The joint committee of public accounts and audit's (JCPAA) report on the Security of Overseas Missions, which looked at last year's findings from the Australian National Audit Office report, has put forward eight recommendations to improve DFAT's governance of post security and aspects of staff training.
"The committee has noted a number of areas in which the Department of Foreign Affairs and Trade can improve its processes for the ultimate purpose of maximising physical, operational and cyber security," committee chair senator Dean Smith said.
One of the eight recommendations has called on the Department to report back to the committee on the status of its cyber resilience and compliance with the Essential Eight – the Australian Signals Directorate's eight mitigation strategies to prevent cyber security incidents.
Cyber security training for locally engaged staff should also be mandated under another recommendation from the JCPAA and consequences for non-compliance should be "adequate" to ensure a strong security compliance culture.
The Department has also been asked to provide details on the effectiveness of the Departmental Security Framework, which is being internally audited this year, and report back on the department’s progress in implementing recommendations from previous audit and review coverage.
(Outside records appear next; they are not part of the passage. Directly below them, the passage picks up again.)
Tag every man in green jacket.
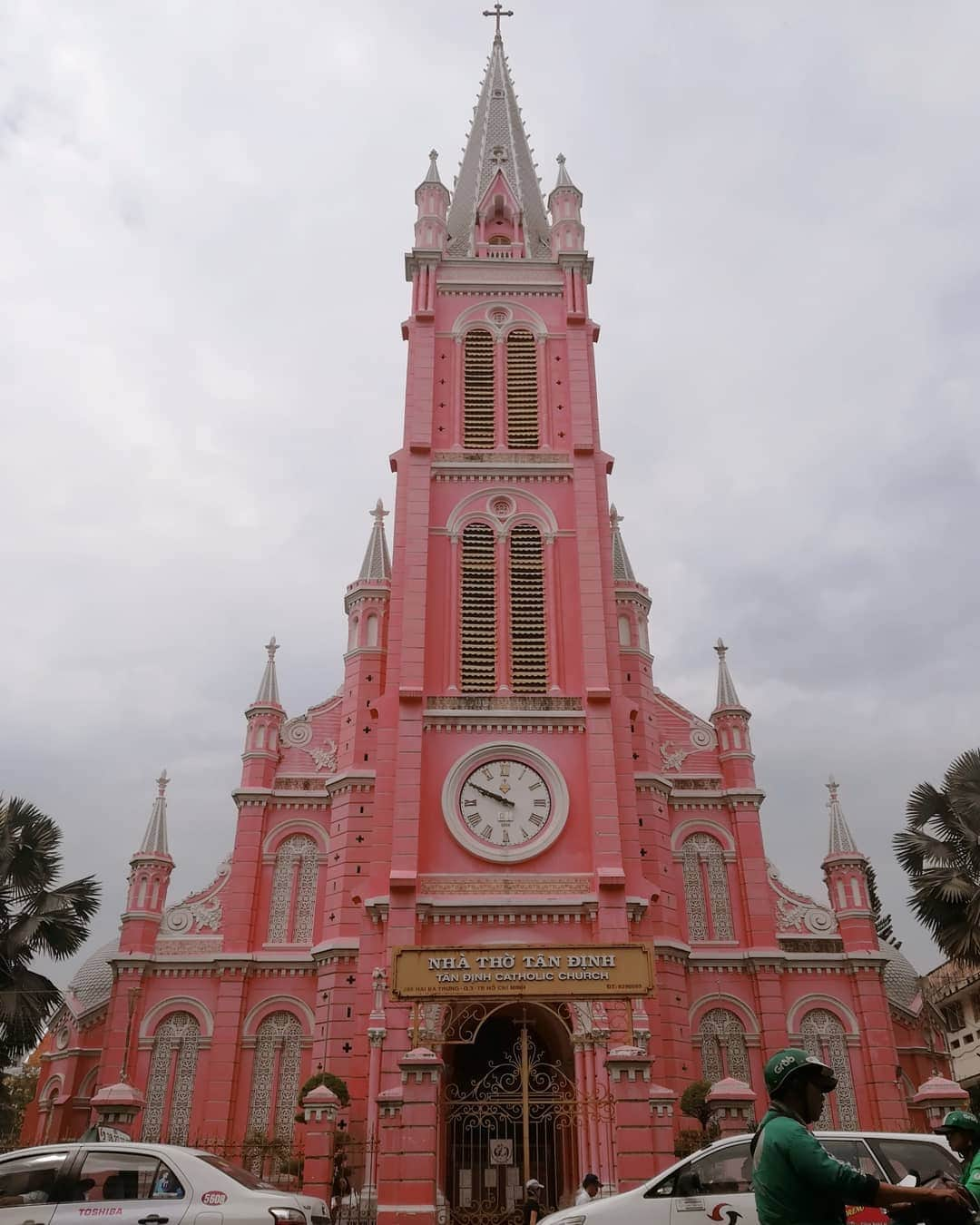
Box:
[936,1110,980,1204]
[752,1047,969,1225]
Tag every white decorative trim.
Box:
[670,817,735,855]
[442,740,568,864]
[787,994,861,1037]
[140,996,214,1042]
[241,996,316,1037]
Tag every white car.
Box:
[0,1142,328,1225]
[545,1132,962,1225]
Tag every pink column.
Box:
[706,1077,756,1135]
[377,1047,442,1225]
[648,1084,678,1172]
[604,1046,653,1191]
[302,1084,340,1203]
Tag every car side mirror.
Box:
[674,1170,701,1196]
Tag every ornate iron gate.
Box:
[441,1024,613,1225]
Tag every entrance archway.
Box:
[441,1002,597,1225]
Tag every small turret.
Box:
[547,153,585,259]
[609,506,651,655]
[711,638,756,788]
[823,776,878,948]
[119,770,174,953]
[241,634,286,788]
[416,150,449,255]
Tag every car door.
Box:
[818,1135,890,1225]
[52,1148,191,1225]
[670,1140,759,1225]
[0,1149,69,1225]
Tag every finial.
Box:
[483,0,514,42]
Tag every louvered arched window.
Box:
[507,328,540,449]
[463,328,494,449]
[681,834,735,942]
[699,1008,752,1084]
[141,1012,201,1144]
[269,834,318,945]
[511,523,547,693]
[800,1008,858,1132]
[459,522,497,693]
[249,1012,302,1142]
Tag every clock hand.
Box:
[468,783,517,808]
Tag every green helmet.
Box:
[932,1110,980,1135]
[764,1046,837,1093]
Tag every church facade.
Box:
[24,19,946,1214]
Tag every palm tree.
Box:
[895,749,980,968]
[0,798,101,1068]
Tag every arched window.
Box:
[459,522,497,693]
[249,1012,302,1142]
[511,523,547,693]
[800,1008,858,1132]
[681,834,735,942]
[141,1012,201,1144]
[507,328,540,449]
[269,834,318,945]
[463,328,494,449]
[699,1008,752,1084]
[364,612,377,647]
Other recommendations include: review current independent assurance arrangements and take action accordingly; provide further information on systems improvements to facilitate assurance that staff receive the required security training; and review the level of support provided to staff regarding post security, particularly the security training program, implementing improvements as necessary
DFAT’s diplomatic network comprises 106 posts across more than 80 countries, which are staffed by several thousand personnel.